Мне больно, мне страшно, я не хочу чувствовать, не хочу.
— Неудачное падение, — Рэми останавливается около меня и садится на корточки, рассматривая мои раны. Теперь в его голосе не остается и капли злости, что властвовала в нем секунды назад. Его тлевшая ярость вылилась в расправу, и теперь он тот самый Дамиан, с которым я столкнулась впервые: холодный и невозмутимый. Маска былого равнодушия вновь занимает свое место, и Господин, как ни в чем не бывало, убирает волосы с моей шеи, словно это и не его рук дело, а я просто споткнулась, по неосторожности упав в обломки нашего завтрака. — Вот к чему приводят твои наивные иллюзии, ma stupide petite fille[11], — он гладит меня по скуле указательным пальцем, в то время как я продолжаю смотреть на Адель, все же живую, помилованную, только вряд ли прощенную. — Ты можешь ненавидеть меня, Джиллиан, это твое право, но прежде позволь мне открыть тебе маленькую тайну, — Рэми достигает моего плеча, и я сжимаю кулаки, предчувствуя новую порцию боли. Он не торопится достать из меня осколок, с каким-то ненормальным удовольствием разглядывая порез, а потом ощутимо нажимает на вонзившееся в плечо стекло, вынуждая меня вытянуться от агонии и глухо застонать.
В глазах темнеет, и Господин превращается в бесформенное серое пятно, нависшее надо мною.
— Тебе наверняка интересно, что случилось с жившей в той комнате девушкой, так вот, спроси у Адель — она последняя, кто видел ее в живых, — он шепчет это ядовито-приторным голосом, а я вся сосредотачиваюсь на чертовой боли, въевшейся в меня. Резкий жест рукой, и окровавленный осколок бокала падает на пол, рядом с моим лицом, и я ощущаю, как от теплой крови намокает свитер, как он липнет к спине, впитывая в себя мои силы.

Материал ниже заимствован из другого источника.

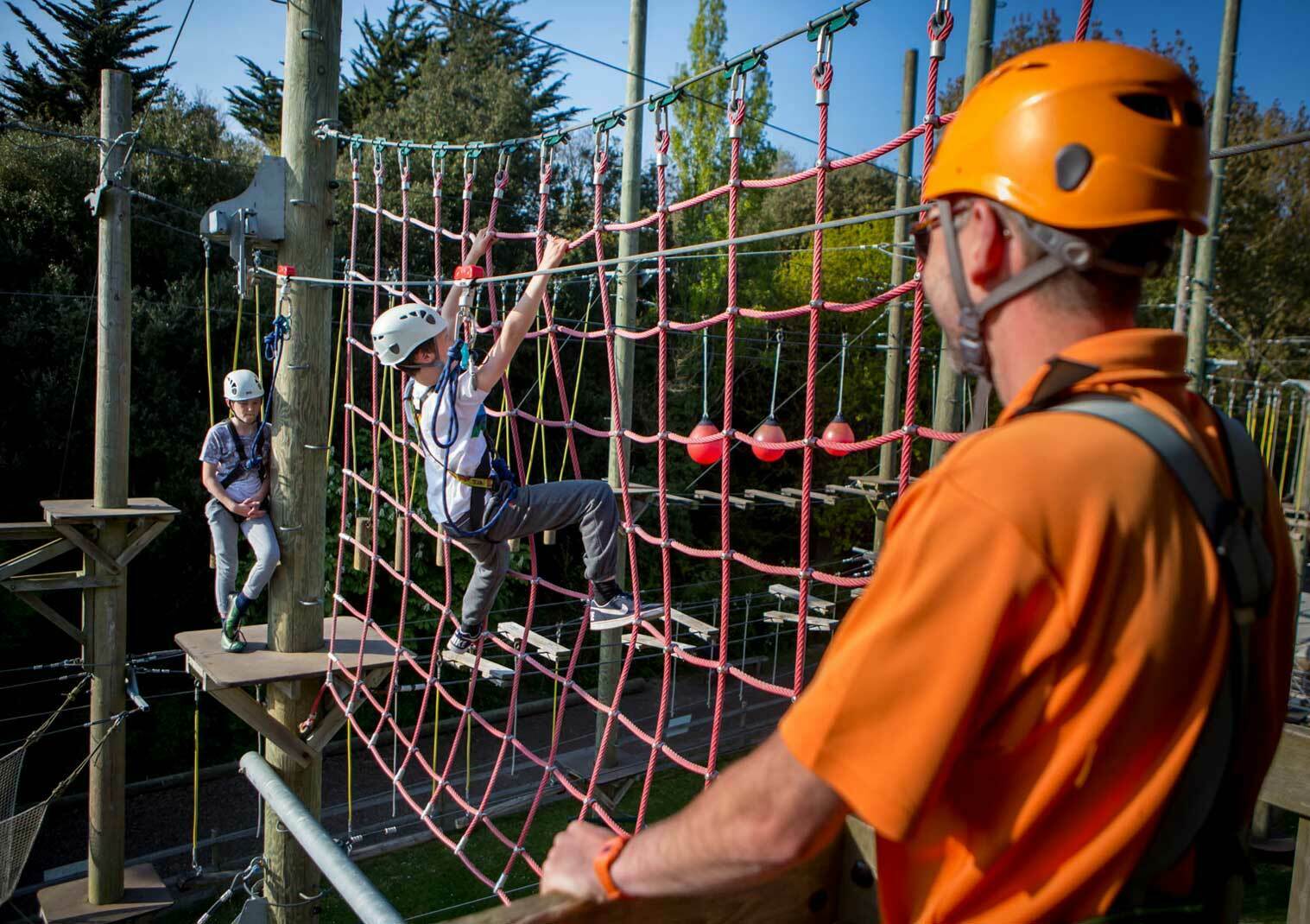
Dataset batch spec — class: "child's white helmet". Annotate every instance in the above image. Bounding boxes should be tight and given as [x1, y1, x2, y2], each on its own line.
[373, 304, 446, 365]
[223, 370, 263, 401]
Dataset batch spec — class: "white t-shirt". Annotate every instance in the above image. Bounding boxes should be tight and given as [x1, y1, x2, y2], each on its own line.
[405, 368, 487, 523]
[200, 421, 269, 503]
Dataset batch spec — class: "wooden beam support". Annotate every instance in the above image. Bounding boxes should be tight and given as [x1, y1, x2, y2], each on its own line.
[0, 572, 122, 594]
[208, 687, 314, 767]
[54, 523, 122, 574]
[0, 537, 73, 580]
[117, 516, 173, 567]
[13, 591, 86, 646]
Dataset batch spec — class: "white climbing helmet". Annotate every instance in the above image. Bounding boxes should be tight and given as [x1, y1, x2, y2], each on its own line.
[223, 370, 263, 401]
[373, 304, 446, 365]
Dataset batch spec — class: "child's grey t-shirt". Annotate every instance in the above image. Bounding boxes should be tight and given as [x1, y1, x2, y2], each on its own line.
[200, 421, 267, 503]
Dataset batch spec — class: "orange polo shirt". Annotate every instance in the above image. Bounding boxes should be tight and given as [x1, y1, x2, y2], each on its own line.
[781, 330, 1295, 924]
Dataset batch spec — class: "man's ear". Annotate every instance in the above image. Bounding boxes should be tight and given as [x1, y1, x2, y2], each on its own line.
[960, 199, 1009, 286]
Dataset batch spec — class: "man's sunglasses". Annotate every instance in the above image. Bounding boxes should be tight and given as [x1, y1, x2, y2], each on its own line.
[909, 202, 971, 263]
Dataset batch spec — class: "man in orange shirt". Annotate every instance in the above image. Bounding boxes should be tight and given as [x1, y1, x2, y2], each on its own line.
[542, 42, 1295, 924]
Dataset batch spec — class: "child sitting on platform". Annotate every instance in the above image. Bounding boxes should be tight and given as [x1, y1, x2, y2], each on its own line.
[200, 370, 279, 653]
[372, 230, 658, 654]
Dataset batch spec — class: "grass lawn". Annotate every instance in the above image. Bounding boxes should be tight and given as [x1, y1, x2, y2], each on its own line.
[156, 770, 1292, 924]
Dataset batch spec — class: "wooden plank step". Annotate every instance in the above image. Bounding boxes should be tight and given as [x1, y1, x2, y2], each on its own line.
[495, 623, 568, 663]
[782, 488, 837, 507]
[441, 651, 514, 687]
[696, 488, 755, 509]
[824, 485, 884, 501]
[623, 632, 692, 651]
[851, 474, 901, 490]
[668, 610, 719, 641]
[763, 610, 837, 632]
[769, 585, 833, 612]
[745, 488, 801, 509]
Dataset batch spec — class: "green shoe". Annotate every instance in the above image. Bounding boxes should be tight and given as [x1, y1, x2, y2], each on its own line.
[223, 597, 244, 638]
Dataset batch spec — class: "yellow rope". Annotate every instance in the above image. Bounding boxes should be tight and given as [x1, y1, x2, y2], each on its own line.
[205, 248, 213, 428]
[555, 299, 593, 481]
[232, 286, 244, 368]
[191, 684, 200, 866]
[254, 283, 265, 383]
[1279, 400, 1297, 497]
[327, 287, 347, 468]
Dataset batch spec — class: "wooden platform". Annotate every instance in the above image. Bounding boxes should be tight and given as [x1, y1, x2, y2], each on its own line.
[36, 864, 173, 924]
[173, 617, 396, 691]
[173, 617, 396, 767]
[41, 497, 182, 526]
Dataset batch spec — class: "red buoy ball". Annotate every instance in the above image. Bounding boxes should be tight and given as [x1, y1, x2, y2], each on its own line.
[823, 415, 856, 459]
[687, 417, 723, 465]
[750, 417, 788, 461]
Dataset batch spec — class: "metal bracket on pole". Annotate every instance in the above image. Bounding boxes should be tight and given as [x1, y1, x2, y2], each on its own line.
[241, 751, 405, 924]
[200, 156, 287, 299]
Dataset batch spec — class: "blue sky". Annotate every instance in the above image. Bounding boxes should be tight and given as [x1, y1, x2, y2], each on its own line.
[0, 0, 1310, 168]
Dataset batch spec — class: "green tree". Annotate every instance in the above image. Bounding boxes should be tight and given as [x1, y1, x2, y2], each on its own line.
[224, 55, 282, 152]
[340, 0, 434, 124]
[0, 0, 165, 123]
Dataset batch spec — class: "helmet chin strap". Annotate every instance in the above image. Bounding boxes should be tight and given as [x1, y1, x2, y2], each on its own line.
[935, 199, 1094, 385]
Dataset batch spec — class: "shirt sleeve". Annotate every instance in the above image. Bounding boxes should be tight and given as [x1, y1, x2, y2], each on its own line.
[200, 423, 223, 465]
[780, 477, 1057, 840]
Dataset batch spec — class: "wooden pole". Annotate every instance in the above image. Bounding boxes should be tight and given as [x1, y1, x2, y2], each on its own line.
[1187, 0, 1242, 392]
[83, 71, 132, 904]
[874, 48, 918, 549]
[596, 0, 646, 764]
[930, 0, 996, 465]
[263, 0, 342, 924]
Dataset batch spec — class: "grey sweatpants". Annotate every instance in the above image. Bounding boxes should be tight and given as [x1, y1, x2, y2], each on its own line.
[205, 498, 281, 616]
[456, 481, 618, 635]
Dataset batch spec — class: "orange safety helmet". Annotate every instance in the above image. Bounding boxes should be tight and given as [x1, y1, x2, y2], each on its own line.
[923, 42, 1211, 235]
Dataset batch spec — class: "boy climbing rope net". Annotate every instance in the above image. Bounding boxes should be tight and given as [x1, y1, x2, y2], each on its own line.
[200, 370, 279, 653]
[372, 230, 655, 654]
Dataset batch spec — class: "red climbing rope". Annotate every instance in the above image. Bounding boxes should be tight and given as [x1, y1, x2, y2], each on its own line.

Рэми выпрямляется, окидывая меня безразличным взглядом, и, помедлив несколько секунд, покидает столовую, оставляя нас одних: меня, лежащую на разбитых иллюзиях, и Адель, поверженную яростью Господина. Не могу сосредоточиться на ее лице, и закрываю глаза, избавляясь от ужаса реальности, в которой слишком страшно, слишком больно, слишком одиноко.
Я устала.
* * *
Не понимаю, в какой момент утро перерастает в хмурый вечер, и небо вновь заволакивает тяжелыми тучами, превратившими воздух в гнетущую серость. Все это время я отхожу от боли, терплю ненавязчивую заботу молчаливой Мадлен, и едва переношу манипуляции хмурого врача, позванного, по-видимому, специально для меня, ведь Адель его помощь вряд ли понадобится. Он обрабатывает мои раны, пока я безучастно смотрю в окно, а потом накладывает швы на плечо, мучая меня еще больше. Иногда боль доходит до такой крайней точки, что я начинаю тонуть в густом мраке, но ощутимые похлапывания по щеке приводят в чувство и я, сжав в кулаках полотенце, прикрывающее грудь, стискиваю зубы, справляясь с очередным приступом боли.